Proteome-wide interpretation of missense variation is constrained not only by predictive model performance but also by the absence of principled methods to reconcile heterogeneous multiplexed assays of variant effect (MAVEs) into a unified representation of mutational constraint. We show that redundancy among partially overlapping deep mutational scanning experiments encodes a reproducible ordinal signal that can be recovered despite differences in assay scale and readout. We introduce variant soundness, an overlap-aware framework that aligns within-assay rankings and aggregates them across experiments to derive an assay-agnostic, within-protein measure of mutational tolerance. Applying this approach to about 1,100 MAVEdb score sets spanning >2M variants reveals a coherent constraint landscape enriched for structural stability determinants, including residue burial, packing perturbation magnitude, and domain architecture. By aligning learning objectives with this intrinsic ordering, we develop ESMRank, a sequence-based learning-to-rank predictor integrating protein language model representations with physicochemical descriptors.

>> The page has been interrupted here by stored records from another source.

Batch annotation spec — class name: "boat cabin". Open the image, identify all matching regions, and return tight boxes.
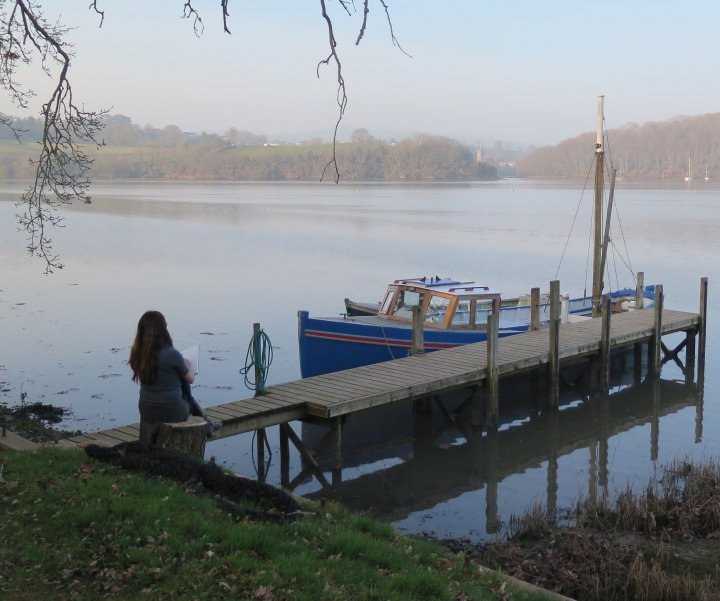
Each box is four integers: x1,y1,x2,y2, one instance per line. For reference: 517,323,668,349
379,277,500,330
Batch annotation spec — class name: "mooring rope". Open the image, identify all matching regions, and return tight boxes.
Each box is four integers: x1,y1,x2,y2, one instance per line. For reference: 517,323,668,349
240,330,273,393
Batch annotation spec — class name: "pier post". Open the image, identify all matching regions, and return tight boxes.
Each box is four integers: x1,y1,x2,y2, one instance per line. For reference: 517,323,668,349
648,284,663,376
600,294,610,393
698,277,707,381
530,288,540,331
635,271,645,309
332,417,342,487
255,428,267,482
410,305,425,355
252,323,265,396
278,424,290,488
486,312,500,428
548,280,560,409
470,384,485,428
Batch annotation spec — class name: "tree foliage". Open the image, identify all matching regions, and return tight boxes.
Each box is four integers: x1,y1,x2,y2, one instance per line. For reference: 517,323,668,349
517,113,720,180
0,0,404,273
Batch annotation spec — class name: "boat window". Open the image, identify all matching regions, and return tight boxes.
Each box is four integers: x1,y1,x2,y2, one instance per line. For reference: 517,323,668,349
475,299,492,324
380,290,395,315
393,290,425,319
425,294,450,323
452,299,472,326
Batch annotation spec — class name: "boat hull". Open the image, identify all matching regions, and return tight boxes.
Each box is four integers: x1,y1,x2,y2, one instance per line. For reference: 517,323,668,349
298,311,528,378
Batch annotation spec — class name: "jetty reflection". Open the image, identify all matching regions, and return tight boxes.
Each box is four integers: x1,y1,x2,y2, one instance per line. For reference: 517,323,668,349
296,368,703,534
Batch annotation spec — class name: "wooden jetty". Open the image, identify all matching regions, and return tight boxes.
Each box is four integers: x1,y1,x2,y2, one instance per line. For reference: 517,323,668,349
68,278,707,485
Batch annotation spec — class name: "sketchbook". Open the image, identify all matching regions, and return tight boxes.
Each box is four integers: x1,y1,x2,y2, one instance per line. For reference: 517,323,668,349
180,344,200,374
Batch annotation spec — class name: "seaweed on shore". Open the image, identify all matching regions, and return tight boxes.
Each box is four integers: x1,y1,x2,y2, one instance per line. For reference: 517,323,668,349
424,459,720,601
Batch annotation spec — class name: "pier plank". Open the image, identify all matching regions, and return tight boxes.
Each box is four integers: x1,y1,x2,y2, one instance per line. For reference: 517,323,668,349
69,309,700,446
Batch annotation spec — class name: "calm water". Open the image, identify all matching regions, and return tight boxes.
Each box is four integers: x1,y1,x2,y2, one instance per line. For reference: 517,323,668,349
0,181,720,540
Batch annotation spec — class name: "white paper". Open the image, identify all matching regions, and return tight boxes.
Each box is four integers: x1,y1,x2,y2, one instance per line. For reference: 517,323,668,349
180,344,200,375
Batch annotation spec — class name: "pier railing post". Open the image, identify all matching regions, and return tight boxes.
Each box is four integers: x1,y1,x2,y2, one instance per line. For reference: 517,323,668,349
648,284,663,376
548,280,560,409
486,312,500,428
698,277,707,381
635,271,645,309
252,323,265,396
600,294,610,392
530,288,540,331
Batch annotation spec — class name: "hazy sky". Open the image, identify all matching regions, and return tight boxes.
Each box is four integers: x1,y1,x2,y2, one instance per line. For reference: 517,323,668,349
5,0,720,145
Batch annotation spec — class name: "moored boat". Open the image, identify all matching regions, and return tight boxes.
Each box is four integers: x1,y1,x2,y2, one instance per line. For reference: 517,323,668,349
298,96,654,378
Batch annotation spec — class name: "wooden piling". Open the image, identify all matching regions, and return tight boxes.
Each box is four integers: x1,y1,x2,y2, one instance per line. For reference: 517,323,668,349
252,323,265,396
548,280,560,409
648,284,663,375
698,277,707,370
486,312,500,428
530,288,540,330
598,294,610,392
635,271,645,309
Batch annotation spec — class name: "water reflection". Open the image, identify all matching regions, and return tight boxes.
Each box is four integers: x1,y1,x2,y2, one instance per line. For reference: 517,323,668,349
296,371,702,539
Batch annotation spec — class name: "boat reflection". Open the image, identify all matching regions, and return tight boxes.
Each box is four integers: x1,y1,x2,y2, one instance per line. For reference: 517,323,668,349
298,370,703,534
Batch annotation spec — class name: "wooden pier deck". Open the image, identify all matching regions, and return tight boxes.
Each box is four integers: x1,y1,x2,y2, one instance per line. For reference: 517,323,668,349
68,309,702,446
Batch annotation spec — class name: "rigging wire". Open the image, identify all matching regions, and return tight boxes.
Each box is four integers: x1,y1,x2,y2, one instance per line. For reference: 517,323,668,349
553,160,595,282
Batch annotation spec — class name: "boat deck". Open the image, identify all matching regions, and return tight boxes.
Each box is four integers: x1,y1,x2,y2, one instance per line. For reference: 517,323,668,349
68,309,701,446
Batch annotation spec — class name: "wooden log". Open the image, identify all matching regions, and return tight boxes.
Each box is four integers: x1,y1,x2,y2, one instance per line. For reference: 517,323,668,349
548,280,560,409
598,294,611,393
153,415,208,459
648,284,663,376
530,288,540,331
486,313,500,428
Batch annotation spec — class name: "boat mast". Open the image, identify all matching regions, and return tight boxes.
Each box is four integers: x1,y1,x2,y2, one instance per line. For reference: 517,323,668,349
592,96,605,317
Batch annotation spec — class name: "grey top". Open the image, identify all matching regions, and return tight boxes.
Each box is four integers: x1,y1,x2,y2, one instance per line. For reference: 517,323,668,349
140,344,189,404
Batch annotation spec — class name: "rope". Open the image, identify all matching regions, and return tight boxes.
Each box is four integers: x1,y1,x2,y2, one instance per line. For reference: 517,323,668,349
240,330,273,393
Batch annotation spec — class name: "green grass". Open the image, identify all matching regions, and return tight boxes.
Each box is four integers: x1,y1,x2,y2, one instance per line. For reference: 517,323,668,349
0,448,546,601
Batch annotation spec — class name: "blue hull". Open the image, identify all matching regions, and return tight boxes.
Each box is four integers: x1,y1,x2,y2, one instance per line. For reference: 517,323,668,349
298,311,528,378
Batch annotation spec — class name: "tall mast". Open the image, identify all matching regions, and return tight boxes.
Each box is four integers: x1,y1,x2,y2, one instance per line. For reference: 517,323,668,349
592,96,605,317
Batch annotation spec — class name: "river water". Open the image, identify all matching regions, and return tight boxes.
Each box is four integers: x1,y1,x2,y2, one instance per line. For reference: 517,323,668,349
0,180,720,541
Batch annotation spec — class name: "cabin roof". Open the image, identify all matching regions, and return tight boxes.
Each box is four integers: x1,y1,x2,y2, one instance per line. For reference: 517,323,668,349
392,276,500,296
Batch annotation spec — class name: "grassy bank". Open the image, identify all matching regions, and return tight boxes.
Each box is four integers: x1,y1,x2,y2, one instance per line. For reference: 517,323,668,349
458,459,720,601
0,448,546,601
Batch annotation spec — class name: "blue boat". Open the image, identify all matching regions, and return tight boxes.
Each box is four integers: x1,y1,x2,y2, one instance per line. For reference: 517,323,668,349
298,277,650,378
298,96,655,378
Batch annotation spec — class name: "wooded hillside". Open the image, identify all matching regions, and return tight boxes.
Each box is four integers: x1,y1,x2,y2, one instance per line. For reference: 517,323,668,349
0,116,497,181
517,113,720,179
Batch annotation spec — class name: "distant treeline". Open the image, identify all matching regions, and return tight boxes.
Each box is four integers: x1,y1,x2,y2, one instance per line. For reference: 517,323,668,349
517,113,720,179
0,115,497,181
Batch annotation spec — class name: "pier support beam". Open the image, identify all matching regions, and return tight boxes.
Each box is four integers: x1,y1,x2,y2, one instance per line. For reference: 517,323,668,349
698,277,707,382
530,288,540,331
486,312,500,429
599,294,610,393
648,284,663,376
548,280,560,409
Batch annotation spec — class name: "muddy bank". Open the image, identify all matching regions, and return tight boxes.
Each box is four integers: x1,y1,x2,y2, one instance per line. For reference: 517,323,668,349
424,460,720,601
0,402,81,443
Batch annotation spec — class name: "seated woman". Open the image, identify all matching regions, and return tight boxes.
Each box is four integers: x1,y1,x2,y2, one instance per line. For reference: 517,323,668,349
128,311,195,446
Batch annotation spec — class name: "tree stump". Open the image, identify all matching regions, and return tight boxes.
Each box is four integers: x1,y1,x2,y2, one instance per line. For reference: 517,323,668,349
153,415,208,459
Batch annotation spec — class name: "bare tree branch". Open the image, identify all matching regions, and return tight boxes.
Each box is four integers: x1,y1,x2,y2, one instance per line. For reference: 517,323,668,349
316,0,347,183
0,0,410,273
6,0,105,273
182,0,205,37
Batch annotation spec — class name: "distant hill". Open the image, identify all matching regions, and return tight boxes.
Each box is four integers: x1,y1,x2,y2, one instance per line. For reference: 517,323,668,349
516,113,720,179
0,115,498,182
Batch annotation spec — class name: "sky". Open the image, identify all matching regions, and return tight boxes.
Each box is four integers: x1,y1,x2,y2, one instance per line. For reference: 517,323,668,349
0,0,720,146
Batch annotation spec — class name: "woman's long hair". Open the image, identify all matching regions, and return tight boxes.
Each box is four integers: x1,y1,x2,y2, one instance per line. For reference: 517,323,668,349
128,311,172,384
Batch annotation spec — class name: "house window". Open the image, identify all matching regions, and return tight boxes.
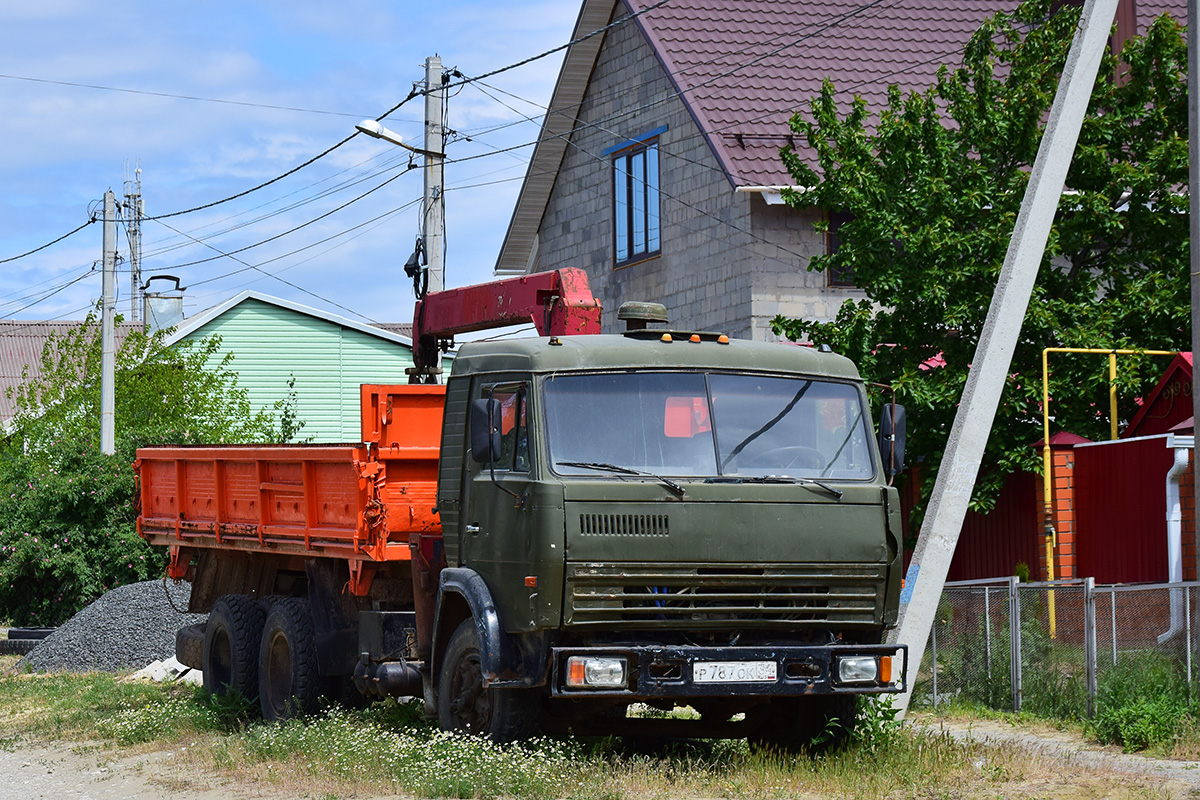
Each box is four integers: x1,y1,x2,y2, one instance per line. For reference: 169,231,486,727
612,136,661,266
826,211,854,288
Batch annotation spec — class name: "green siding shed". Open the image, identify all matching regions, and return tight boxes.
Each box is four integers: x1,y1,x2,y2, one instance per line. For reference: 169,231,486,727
167,291,413,443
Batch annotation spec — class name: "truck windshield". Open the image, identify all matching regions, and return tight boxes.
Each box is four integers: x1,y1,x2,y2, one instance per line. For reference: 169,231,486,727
544,372,875,480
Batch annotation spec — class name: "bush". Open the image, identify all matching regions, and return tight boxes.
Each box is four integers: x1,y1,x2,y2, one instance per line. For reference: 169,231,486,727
1090,651,1193,752
0,318,304,625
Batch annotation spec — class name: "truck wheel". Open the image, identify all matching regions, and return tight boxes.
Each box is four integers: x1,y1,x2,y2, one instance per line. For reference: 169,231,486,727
438,619,539,742
258,597,324,722
200,595,263,699
0,639,42,656
749,694,858,756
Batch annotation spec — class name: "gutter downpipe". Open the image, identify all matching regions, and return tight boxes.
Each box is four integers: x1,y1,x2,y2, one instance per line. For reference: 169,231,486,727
1158,435,1195,644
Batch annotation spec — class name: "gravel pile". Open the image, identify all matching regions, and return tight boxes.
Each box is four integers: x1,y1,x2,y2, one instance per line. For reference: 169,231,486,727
18,581,205,672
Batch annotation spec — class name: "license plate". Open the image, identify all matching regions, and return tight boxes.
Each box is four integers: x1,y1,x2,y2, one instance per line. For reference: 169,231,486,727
691,661,776,684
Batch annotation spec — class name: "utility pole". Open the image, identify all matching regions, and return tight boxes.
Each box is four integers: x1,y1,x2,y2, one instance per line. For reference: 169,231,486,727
421,55,445,291
895,0,1123,714
100,190,116,456
121,167,145,323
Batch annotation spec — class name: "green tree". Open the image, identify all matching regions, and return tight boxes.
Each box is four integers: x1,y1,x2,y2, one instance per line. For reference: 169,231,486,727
773,0,1190,520
0,315,302,625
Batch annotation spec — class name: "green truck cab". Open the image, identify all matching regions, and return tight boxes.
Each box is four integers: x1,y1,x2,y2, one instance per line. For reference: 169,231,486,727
427,330,906,747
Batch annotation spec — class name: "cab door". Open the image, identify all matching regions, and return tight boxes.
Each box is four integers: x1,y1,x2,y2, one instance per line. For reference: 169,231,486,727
460,380,535,631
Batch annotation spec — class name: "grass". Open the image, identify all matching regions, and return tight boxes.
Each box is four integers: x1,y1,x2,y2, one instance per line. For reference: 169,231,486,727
0,658,1180,800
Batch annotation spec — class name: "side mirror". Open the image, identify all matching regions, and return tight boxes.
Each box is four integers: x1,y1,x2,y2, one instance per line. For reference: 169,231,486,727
470,397,502,464
880,403,907,477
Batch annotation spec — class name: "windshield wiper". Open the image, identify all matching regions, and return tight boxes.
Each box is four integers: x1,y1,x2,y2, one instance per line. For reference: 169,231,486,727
704,475,844,500
554,461,684,497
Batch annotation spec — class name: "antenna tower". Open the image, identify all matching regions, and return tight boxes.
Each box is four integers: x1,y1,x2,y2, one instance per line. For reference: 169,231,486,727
122,163,145,323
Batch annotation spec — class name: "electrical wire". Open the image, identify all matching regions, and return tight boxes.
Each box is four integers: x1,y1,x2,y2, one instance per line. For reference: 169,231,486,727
0,270,92,315
156,198,421,292
0,74,398,119
0,217,96,264
400,0,676,107
143,154,406,259
150,221,370,320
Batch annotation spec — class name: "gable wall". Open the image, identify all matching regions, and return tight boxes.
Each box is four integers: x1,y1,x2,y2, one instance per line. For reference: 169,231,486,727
175,300,413,443
536,4,750,336
535,4,862,341
748,194,866,339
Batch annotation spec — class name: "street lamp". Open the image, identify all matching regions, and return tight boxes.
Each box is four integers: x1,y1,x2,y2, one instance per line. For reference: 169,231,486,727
354,120,437,156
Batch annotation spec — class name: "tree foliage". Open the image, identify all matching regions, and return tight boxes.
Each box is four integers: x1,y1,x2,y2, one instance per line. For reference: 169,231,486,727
773,0,1190,510
0,317,304,625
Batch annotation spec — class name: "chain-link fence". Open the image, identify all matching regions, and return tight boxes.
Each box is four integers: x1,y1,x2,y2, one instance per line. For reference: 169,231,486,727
913,577,1200,717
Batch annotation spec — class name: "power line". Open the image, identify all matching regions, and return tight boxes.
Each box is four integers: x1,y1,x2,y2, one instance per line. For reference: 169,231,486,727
145,167,413,272
156,198,421,292
405,0,671,107
142,131,359,221
0,74,408,119
158,221,372,321
139,148,404,257
0,217,96,264
0,270,92,314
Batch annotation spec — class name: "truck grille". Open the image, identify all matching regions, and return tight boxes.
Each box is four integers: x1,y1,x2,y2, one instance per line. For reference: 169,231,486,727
565,564,886,630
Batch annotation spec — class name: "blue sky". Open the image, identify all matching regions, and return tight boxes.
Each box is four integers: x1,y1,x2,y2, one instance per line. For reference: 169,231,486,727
0,0,578,321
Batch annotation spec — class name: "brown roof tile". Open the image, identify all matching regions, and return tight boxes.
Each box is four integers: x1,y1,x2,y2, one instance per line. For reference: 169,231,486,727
625,0,1186,186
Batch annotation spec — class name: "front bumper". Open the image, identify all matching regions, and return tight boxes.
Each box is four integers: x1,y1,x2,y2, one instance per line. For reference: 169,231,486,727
551,644,908,700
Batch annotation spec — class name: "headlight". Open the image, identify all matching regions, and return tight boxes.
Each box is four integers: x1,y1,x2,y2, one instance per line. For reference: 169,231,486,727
566,656,625,688
838,656,890,684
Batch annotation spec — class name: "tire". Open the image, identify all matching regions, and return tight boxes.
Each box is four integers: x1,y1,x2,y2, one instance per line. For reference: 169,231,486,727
8,627,59,640
0,639,42,656
749,694,858,756
437,619,539,742
175,622,205,673
258,597,325,722
201,595,263,699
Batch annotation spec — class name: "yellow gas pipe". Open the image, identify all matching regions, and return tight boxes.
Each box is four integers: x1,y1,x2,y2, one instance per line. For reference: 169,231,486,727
1042,348,1178,639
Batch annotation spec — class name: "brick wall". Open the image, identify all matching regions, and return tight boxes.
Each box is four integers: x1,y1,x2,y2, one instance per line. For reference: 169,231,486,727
1030,444,1078,581
1180,455,1196,581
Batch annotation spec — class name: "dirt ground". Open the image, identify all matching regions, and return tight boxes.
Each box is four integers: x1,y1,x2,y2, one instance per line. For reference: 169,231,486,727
7,717,1200,800
0,745,295,800
910,715,1200,799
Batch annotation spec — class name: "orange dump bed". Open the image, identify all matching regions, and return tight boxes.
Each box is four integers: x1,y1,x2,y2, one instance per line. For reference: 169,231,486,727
134,385,445,577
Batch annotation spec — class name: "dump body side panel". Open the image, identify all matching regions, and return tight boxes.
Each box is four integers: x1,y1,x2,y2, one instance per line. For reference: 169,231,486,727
134,385,444,577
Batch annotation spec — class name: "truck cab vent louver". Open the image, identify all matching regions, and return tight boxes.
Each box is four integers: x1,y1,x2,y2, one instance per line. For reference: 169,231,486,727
580,513,671,536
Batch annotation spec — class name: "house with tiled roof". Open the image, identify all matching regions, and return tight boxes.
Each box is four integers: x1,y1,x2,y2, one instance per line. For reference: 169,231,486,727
0,319,140,432
496,0,1186,339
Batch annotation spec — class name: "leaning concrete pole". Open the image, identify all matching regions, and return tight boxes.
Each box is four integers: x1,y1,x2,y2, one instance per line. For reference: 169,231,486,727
895,0,1117,714
1188,0,1200,606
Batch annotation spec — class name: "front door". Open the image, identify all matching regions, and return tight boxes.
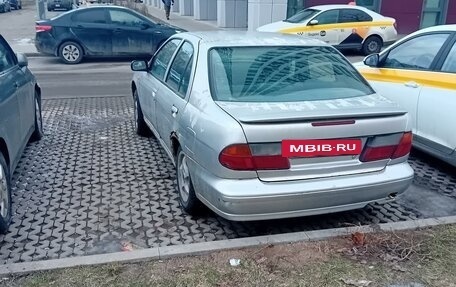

Under strict protein-level partitioning, ESMRank outperforms widely used stability and fitness predictors across the Human Domainome, ProteinGym stability assays, and VariBench folding kinetics. Without clinical supervision, the reconstructed constraint axis is enriched for ClinVar pathogenic variants and stratifies genes by mechanistic disease classes. In CFTR, predicted constraint tracks folding efficiency, channel activity, and pharmacological rescue. These findings establish experimental overlap as a scalable resource for extracting transferable mutational ordering and for building mechanistically interpretable, proteome-wide variant effect predictors.